Piotr Beczala singt den Duca, den herzoglichen Frauenhelden, in dem sich politische Macht und moralische Skrupellosigkeit paaren, Simon Keenlyside seinen Hofnarren Rigoletto, der so lange Teil des bösen Spiels ist, bis seine wohlbehütete Tochter Gilda (Erin Morley) selbst den Nachstellungen des Herzogs zum Opfer fällt. „Der dritte Akt läuft auf ein düsteres Endspiel hinaus, in dem jemand sterben muss.“

Audi lässt die Oper, die nach Victor Hugos Romanvorlage „Le roi s‘amuse“ am französischen Königshof spielen sollte und deren Schauplatz auf Verlangen der Zensur nach Mantua verlegt wurde, in der Renaissance spielen. „Das ist ein sehr interessantes Zeitalter, in dem der Tod eine große Rolle spielt.
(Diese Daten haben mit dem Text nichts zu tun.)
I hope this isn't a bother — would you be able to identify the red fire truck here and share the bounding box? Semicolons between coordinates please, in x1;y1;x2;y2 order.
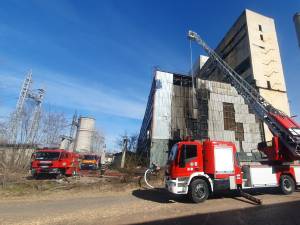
166;31;300;202
166;140;300;202
31;149;79;177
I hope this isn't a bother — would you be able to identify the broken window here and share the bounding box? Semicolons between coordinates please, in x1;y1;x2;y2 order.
235;123;244;141
223;102;235;131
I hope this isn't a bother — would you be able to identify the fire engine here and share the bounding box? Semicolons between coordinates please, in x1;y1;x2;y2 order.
166;31;300;203
31;149;79;177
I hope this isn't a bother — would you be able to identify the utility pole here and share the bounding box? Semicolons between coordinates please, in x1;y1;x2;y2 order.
121;135;128;168
9;70;45;144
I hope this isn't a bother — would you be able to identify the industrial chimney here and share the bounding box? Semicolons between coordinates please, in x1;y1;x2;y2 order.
75;116;96;152
293;12;300;47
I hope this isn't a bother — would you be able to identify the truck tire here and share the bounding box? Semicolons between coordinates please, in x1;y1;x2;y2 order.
188;179;209;203
280;175;296;195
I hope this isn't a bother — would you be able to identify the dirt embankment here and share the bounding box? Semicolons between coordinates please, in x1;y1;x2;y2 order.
0;170;163;200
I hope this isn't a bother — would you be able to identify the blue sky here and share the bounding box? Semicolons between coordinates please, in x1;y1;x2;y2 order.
0;0;300;149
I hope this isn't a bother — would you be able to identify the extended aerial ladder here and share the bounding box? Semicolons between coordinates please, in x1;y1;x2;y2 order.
188;31;300;162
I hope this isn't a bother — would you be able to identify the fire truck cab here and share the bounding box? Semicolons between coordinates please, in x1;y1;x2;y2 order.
166;140;300;203
31;149;79;177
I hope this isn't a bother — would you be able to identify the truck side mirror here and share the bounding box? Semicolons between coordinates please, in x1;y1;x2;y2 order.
179;148;185;168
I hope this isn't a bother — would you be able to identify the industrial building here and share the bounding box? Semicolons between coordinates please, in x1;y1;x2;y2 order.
138;10;290;166
195;9;290;141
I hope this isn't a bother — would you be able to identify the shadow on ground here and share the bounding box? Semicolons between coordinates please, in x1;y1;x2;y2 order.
132;201;300;225
132;188;300;205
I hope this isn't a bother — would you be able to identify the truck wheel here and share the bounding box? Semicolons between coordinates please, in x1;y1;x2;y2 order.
188;179;209;203
280;175;296;195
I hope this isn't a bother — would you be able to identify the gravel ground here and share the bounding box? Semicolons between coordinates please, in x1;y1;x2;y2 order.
0;189;300;225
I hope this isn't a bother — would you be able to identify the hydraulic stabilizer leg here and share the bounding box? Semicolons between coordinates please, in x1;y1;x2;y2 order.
239;188;262;205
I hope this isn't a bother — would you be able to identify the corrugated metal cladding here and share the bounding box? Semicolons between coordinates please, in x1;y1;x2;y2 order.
293;12;300;47
138;71;261;166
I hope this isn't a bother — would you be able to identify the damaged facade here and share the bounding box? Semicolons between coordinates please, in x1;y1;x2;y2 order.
138;71;261;166
138;10;290;166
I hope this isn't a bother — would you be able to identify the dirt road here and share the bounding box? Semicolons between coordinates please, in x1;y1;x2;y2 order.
0;189;300;224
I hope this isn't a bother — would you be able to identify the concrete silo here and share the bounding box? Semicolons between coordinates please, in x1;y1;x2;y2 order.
293;12;300;47
75;117;95;152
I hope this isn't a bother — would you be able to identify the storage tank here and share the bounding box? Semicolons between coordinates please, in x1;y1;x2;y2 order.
75;117;95;152
294;12;300;47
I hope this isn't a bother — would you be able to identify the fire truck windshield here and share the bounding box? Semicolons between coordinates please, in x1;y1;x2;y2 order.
168;144;178;161
35;152;60;160
83;155;96;160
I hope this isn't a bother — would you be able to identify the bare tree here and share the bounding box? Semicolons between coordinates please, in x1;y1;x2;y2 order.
38;108;69;147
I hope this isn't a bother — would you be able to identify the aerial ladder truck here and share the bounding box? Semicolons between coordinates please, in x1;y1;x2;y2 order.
166;31;300;203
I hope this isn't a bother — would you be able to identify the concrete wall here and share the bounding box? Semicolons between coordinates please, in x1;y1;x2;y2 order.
198;9;290;140
138;71;261;166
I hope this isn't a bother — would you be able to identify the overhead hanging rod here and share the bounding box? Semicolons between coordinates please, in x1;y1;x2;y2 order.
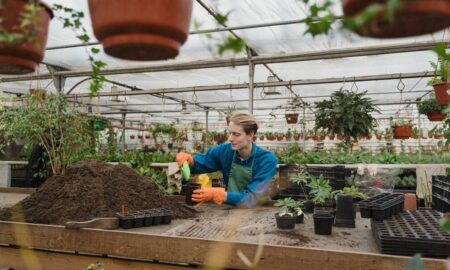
65;71;434;98
0;41;442;82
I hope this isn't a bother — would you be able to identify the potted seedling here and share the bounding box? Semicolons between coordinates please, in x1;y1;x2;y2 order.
289;168;314;213
274;197;297;230
391;120;414;139
417;99;446;122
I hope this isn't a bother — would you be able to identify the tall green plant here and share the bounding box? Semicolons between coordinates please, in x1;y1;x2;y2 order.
0;94;90;174
315;89;379;149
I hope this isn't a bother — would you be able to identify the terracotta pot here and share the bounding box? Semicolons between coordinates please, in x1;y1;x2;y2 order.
433;82;450;105
392;126;412;139
342;0;450;38
284;113;298;124
89;0;193;60
0;0;53;74
427;112;446;122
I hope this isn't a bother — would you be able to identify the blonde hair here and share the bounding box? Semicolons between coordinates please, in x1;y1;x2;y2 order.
230;111;258;135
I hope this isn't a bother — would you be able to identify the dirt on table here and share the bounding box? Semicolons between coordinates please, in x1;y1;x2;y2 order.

Einerseits gibt es eine große sexuelle Freizügigkeit, anderseits lässt sich der Tod ohneweiteres kaufen. Ich weiß, man hat mit ‚Rigoletto‘ schon alles Mögliche gemacht, aber ich bin nicht der richtige Regisseur dafür, wenn man die Oper auf dem Mond spielen lassen will oder im Studio einer Reality-TV-Show. Ich bin kein Konzept-Regisseur. Ich habe keine ‚Marke‘, keinen Stil, für den man mich engagiert. Ich versuche das zu erzählen, was mich persönlich an einer Geschichte interessiert. Und ich versuche, es dem Publikum möglichst einfach zu machen, dieser Geschichte zu folgen.“

Eine große Stiege werde es geben, schließlich werde eine Geschichte von Aufstieg und Fall erzählt, und ein Labyrinth, in dem die Seelenwindungen samt ihrer dunkelsten, geheimsten Bereiche widergespiegelt seien. Es ist - nach „Jerusalem“ und „Attila“ - erst seine dritte Verdi-Inszenierung und sein erster „Rigoletto“. „Ich habe aber sehr viele ‚Rigoletto‘-Inszenierungen gesehen und kenne das Werk daher ziemlich gut“, sagt der gebürtige Libanese, der 1988 im Alter von 31 Jahren die Leitung der Amsterdamer Oper übernahm.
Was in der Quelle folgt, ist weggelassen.